Prosecution calls first witness in Trump's trial

 April 22, 2024

The prosecution in Donald Trump's "hush money" trial called the first witness on Monday, former National Enquirer publisher David Pecker.

In opening statements, prosecutors for Manhattan DA Alvin Bragg painted Pecker as part of a criminal "conspiracy" to bury negative news stories about Trump ahead of the 2016 presidential election.

Pecker took the stand for less than half an hour before court was adjourned.

First Trump witness testifies

He spoke briefly about the way business was run at the Enquirer, telling the jury his staff could not spend more than $10,000 on a story without his approval.

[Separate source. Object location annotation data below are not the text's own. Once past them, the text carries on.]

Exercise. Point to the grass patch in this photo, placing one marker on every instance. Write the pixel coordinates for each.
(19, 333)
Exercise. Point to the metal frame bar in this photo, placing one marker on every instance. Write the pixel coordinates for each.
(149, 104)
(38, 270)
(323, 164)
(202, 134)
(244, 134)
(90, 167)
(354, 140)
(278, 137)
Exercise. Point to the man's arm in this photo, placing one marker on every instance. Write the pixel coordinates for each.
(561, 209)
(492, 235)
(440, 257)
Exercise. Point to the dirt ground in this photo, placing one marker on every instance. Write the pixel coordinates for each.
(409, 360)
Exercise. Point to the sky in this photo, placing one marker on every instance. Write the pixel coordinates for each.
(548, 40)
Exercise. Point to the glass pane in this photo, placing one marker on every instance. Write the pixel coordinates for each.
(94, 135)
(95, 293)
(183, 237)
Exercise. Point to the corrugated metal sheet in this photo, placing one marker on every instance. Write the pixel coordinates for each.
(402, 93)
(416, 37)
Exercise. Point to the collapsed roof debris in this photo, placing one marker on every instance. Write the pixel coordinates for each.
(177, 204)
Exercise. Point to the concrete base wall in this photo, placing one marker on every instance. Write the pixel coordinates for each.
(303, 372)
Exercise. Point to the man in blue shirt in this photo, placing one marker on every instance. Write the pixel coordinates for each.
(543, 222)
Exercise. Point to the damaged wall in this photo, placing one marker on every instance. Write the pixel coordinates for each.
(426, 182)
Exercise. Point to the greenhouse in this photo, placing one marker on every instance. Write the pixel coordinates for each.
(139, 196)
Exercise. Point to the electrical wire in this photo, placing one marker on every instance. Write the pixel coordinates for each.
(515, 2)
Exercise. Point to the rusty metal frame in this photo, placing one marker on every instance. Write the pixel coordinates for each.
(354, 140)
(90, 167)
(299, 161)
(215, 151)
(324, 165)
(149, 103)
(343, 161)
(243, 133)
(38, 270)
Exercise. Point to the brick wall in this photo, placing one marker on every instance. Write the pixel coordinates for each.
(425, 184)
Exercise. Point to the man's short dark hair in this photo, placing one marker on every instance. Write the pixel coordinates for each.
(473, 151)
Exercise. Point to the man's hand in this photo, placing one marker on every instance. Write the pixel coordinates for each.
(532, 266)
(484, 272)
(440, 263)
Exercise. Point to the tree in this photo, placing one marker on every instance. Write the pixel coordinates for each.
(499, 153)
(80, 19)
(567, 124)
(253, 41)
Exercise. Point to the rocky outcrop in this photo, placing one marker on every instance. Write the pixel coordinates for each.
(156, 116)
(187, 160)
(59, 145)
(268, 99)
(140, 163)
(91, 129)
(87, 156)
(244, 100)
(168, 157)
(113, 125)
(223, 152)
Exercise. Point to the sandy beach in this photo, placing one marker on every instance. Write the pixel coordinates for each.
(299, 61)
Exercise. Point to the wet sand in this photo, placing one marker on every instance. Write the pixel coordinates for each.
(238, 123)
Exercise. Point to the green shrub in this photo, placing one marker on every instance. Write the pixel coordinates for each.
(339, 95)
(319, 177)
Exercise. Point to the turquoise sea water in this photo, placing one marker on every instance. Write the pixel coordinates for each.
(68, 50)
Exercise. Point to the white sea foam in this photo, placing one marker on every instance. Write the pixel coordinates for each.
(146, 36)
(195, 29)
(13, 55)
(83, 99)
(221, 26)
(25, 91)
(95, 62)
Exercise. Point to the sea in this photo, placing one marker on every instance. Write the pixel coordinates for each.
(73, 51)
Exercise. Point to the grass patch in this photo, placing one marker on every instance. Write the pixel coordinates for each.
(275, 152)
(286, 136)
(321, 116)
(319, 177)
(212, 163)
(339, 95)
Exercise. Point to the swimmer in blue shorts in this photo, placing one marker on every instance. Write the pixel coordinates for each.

The criminal case centers on Trump's efforts to "catch and kill" a story about an alleged affair with porn star Stormy Daniels. Trump has long denied having the affair.

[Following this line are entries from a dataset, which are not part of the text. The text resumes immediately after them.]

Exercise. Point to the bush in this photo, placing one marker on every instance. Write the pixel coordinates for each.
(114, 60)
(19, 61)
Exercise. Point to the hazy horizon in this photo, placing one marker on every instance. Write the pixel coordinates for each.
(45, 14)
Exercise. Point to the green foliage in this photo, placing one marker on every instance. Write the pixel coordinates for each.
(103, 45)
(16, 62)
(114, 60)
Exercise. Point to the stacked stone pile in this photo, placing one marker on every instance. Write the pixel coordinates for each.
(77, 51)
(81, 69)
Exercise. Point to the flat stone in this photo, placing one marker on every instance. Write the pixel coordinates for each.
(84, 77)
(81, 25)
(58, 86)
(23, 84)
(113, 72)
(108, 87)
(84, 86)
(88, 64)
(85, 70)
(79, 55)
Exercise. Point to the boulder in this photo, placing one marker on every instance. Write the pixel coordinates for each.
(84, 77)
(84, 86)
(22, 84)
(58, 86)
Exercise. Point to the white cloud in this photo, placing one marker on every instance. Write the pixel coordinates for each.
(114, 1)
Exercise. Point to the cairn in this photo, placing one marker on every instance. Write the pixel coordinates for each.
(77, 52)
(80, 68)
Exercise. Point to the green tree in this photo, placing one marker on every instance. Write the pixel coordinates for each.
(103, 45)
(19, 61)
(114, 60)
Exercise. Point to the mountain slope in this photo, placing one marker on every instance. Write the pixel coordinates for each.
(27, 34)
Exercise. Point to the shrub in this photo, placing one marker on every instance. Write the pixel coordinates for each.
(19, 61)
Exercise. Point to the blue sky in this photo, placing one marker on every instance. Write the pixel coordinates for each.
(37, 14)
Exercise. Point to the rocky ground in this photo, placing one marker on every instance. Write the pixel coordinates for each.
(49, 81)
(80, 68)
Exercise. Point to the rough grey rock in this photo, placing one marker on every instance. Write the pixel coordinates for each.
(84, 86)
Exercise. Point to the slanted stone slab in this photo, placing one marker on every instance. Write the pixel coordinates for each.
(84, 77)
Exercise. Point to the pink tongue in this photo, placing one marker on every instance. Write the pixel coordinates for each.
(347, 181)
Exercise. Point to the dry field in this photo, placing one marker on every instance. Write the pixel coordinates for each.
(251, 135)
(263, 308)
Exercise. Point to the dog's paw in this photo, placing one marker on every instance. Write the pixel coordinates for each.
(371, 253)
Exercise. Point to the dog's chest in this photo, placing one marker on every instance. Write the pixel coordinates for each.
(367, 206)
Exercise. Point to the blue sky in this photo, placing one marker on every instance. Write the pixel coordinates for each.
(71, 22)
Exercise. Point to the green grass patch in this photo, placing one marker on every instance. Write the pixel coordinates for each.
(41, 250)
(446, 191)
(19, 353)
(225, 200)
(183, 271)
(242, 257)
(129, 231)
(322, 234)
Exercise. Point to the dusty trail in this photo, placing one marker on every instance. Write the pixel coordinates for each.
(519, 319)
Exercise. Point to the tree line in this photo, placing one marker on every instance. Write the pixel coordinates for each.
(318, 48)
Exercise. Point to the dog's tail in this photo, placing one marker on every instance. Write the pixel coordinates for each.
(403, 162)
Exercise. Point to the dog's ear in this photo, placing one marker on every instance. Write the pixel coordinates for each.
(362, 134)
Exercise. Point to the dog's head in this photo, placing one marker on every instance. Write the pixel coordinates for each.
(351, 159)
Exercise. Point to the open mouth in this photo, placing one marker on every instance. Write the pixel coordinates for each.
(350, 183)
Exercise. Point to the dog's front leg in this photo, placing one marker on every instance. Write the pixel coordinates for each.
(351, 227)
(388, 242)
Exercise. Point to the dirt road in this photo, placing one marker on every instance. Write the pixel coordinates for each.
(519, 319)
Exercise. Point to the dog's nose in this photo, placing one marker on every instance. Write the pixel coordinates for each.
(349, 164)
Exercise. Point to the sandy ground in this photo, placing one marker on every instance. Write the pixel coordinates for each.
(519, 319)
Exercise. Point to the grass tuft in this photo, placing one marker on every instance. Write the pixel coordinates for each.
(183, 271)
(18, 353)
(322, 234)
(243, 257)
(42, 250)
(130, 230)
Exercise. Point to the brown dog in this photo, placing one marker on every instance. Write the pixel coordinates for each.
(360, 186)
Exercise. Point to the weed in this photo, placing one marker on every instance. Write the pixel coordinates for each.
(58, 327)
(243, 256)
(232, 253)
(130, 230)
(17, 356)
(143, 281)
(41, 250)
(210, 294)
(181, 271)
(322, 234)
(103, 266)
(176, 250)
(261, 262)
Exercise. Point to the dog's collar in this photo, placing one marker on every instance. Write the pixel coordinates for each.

He is charged with "falsifying business records" for allegedly hiding reimbursement checks to former lawyer Michael Cohen, the star witness in Bragg's case, who paid $130,000 to Daniels. In opening statements Monday, the prosecution and the defense laid out their dueling narratives of the "hush money" payment.

Bragg's prosecutors described Trump's efforts to avoid bad publicity as a form of election interference, with Pecker as the "eyes and ears."

“This was a planned, long-running conspiracy to influence the 2016 election, to help Donald Trump get elected through illegal expenditures to silence people who had something bad to say about his behavior,” prosecutor Matthew Colangelo said.

“It was election fraud, pure and simple.”

"Not a crime"

Trump defense lawyer Todd Blanche told the jury that Trump is innocent and that he had personal reasons, unrelated to politics, to stop Daniels' "sinister" story from spreading.

“President Trump fought back, like he always does, and like he’s entitled to do, to protect his family, his reputation and his brand, and that is not a crime,” Blanche said.

Blanche also ripped the credibility of Cohen, an admitted perjurer, whom Blanche described as "obsessed" with damaging Trump. Trump, the presumptive Republican candidate for president, has dismissed the entire case as a political witch hunt that is designed to sabotage his presidential campaign.

The trial is expected to last six weeks, keeping Trump away from the campaign trail as he seeks to unseat Democratic rival Joe Biden.

Pecker is due back in court on Tuesday.